Brennan sees it differently. "Some people are on their second or third layoff in a particular industry," he says, "so they're saying, 'I need to move on, because it's a dying industry.' " But even for those staying in the same field, taking a lower-level position isn't necessarily a bad thing. There are two primary arguments against accepting a job that is, for lack of a better word, "beneath" you: It cuts into time you could spend looking for something at your skill level, and less-skilled experience doesn't look good on your resume. But neither argument holds during a recession, according to Paul Facella, the New York-based author of Everything I Know About Business I Learned at McDonald's.

When asked whether there's such a thing as a job that's "beneath" an unemployed worker in this market, he says bluntly: "I don't think there is. There's no question in my mind that tolerance for that kind of switching down is much greater than it was one or two years ago. Most employers looking at resumes a couple of years from now are going to be respectful that people needed to do it to survive."

There can be advantages to taking a survival job. It can keep you active and prevent resume gaps, it may provide unexpected networking and social opportunities, and, perhaps most important, it can actually allow you to broaden your skill set "particularly if you're applying at a smaller or mid-size company," says Suzanne Bump, secretary of the state's executive office of labor and workforce development. "Smaller companies are where the jobs are now. But also those are the companies that need people to be more entrepreneurial, and they have more tolerance for folks who can be flexible and learn."

You may be able to master computer programs that are new to you, brush up on your collaboration skills, or apply your current expertise to a new industry you'd be willing to move up in. Brennan calls it learning to learn. "There's not as many specialized jobs as there used to be," he points out. "People have to be multiskilled."

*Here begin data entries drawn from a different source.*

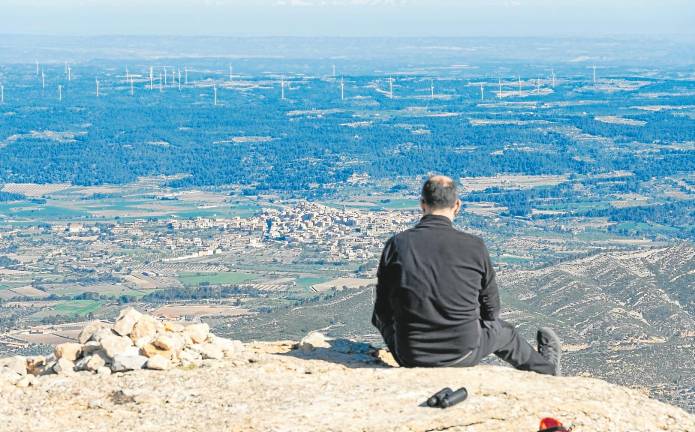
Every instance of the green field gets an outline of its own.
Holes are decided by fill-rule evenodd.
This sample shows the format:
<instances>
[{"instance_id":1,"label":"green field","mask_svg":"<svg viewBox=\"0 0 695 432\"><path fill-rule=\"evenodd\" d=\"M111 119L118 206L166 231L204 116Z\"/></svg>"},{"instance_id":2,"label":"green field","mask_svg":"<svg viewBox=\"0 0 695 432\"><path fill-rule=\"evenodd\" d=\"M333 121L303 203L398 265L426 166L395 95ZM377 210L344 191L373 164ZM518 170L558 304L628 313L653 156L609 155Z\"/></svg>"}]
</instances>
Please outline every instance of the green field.
<instances>
[{"instance_id":1,"label":"green field","mask_svg":"<svg viewBox=\"0 0 695 432\"><path fill-rule=\"evenodd\" d=\"M326 281L329 281L331 278L327 277L300 277L297 278L295 281L297 283L297 287L299 288L310 288L312 285L324 283Z\"/></svg>"},{"instance_id":2,"label":"green field","mask_svg":"<svg viewBox=\"0 0 695 432\"><path fill-rule=\"evenodd\" d=\"M104 302L96 300L71 300L67 302L58 303L54 308L53 312L56 315L78 315L84 316L90 312L96 312L99 310Z\"/></svg>"},{"instance_id":3,"label":"green field","mask_svg":"<svg viewBox=\"0 0 695 432\"><path fill-rule=\"evenodd\" d=\"M234 285L248 282L256 276L241 272L222 272L222 273L181 273L179 281L185 286L208 285Z\"/></svg>"}]
</instances>

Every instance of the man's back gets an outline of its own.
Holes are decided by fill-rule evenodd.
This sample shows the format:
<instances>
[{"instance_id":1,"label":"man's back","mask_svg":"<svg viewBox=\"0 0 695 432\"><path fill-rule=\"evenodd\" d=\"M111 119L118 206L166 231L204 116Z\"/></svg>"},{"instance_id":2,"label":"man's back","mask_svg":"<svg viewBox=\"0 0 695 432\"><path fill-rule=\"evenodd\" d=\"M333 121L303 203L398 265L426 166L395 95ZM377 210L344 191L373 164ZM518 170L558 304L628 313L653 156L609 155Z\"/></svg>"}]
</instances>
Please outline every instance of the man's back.
<instances>
[{"instance_id":1,"label":"man's back","mask_svg":"<svg viewBox=\"0 0 695 432\"><path fill-rule=\"evenodd\" d=\"M478 346L481 317L499 314L483 241L454 229L444 216L425 216L391 238L378 278L372 322L382 334L393 327L393 349L405 366L456 362Z\"/></svg>"}]
</instances>

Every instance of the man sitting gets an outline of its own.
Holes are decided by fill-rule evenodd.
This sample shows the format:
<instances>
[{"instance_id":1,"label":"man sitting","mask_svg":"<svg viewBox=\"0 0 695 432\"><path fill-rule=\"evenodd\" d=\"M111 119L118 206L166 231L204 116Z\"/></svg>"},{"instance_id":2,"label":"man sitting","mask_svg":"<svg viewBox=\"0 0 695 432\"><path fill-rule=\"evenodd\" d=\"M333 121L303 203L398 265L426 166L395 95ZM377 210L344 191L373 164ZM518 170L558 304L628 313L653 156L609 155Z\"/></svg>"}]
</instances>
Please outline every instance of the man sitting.
<instances>
[{"instance_id":1,"label":"man sitting","mask_svg":"<svg viewBox=\"0 0 695 432\"><path fill-rule=\"evenodd\" d=\"M561 345L538 330L538 351L499 319L495 270L482 239L455 229L454 181L432 176L424 216L386 242L377 272L372 324L405 367L475 366L494 353L517 369L560 375Z\"/></svg>"}]
</instances>

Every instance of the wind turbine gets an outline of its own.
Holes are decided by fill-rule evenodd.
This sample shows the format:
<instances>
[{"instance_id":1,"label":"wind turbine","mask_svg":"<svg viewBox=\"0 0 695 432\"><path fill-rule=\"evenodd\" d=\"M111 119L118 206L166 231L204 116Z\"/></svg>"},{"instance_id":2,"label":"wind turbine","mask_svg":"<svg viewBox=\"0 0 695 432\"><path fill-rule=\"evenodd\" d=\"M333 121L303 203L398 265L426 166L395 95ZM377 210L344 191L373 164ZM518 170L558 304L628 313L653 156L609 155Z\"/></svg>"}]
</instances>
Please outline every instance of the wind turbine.
<instances>
[{"instance_id":1,"label":"wind turbine","mask_svg":"<svg viewBox=\"0 0 695 432\"><path fill-rule=\"evenodd\" d=\"M594 69L594 85L596 85L596 65L593 65L592 68Z\"/></svg>"}]
</instances>

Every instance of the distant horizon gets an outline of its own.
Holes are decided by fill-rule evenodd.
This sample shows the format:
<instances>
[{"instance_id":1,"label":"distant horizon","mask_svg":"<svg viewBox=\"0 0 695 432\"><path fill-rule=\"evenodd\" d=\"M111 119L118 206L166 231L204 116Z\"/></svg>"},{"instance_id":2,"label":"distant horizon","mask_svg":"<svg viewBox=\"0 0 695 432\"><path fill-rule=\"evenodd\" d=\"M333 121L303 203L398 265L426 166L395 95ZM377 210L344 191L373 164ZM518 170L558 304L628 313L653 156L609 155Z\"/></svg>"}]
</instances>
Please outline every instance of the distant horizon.
<instances>
[{"instance_id":1,"label":"distant horizon","mask_svg":"<svg viewBox=\"0 0 695 432\"><path fill-rule=\"evenodd\" d=\"M695 37L688 0L3 0L4 32L231 37Z\"/></svg>"}]
</instances>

You may also be able to negotiate a decent benefits package, despite the lower pay. That's one of the main reasons Deb Holbrook of Hopkinton is looking for work even if it means stepping down a ladder rung or two. The 47-year-old biotech research coordinator lost her job in January and says that since that time she has applied for more than 120 jobs. Holbrook says benefits at her last job covered her, her working husband, and their two children. "If you've got a spouse with a good-paying job, I think, unfortunately, people look at that and say, 'She doesn't have to work.' It's not true. I need to make a contribution to the household and to our retirement. It's not fair to leave it all on my husband." In addition, Holbrook says it's depressing to see those unemployment checks coming in. "It can put a damper on your self-esteem," she says, "but it is a temporary fix. If I keep moving forward, something good will happen." She points out that those who have been out of work a very long time may need to regroup and reassess what they're doing, perhaps while training in a different field or a different aspect of the same field.

That's what Janice Sutcliffe, 60, did when she got laid off in November from her nine-year job as division manager of home decorating at the Fabric Place in Woburn. After searching aggressively both laterally and downward for only three months, the Lexington resident landed a job as an entry-level management trainee at A.C. Moore at 70 percent of her previous pay. She enjoys it, she says, "because it gives me a chance to evolve" and because, after thoroughly researching the arts and crafts supply company, she believes it will survive the recession and even someday expand, allowing her opportunities she never would have found at her old job.

"It's scary out there," she says. "But people have to find a way. They have to reinvent themselves. What you were doesn't necessarily apply in this environment. I think you need to look at it as an adventure."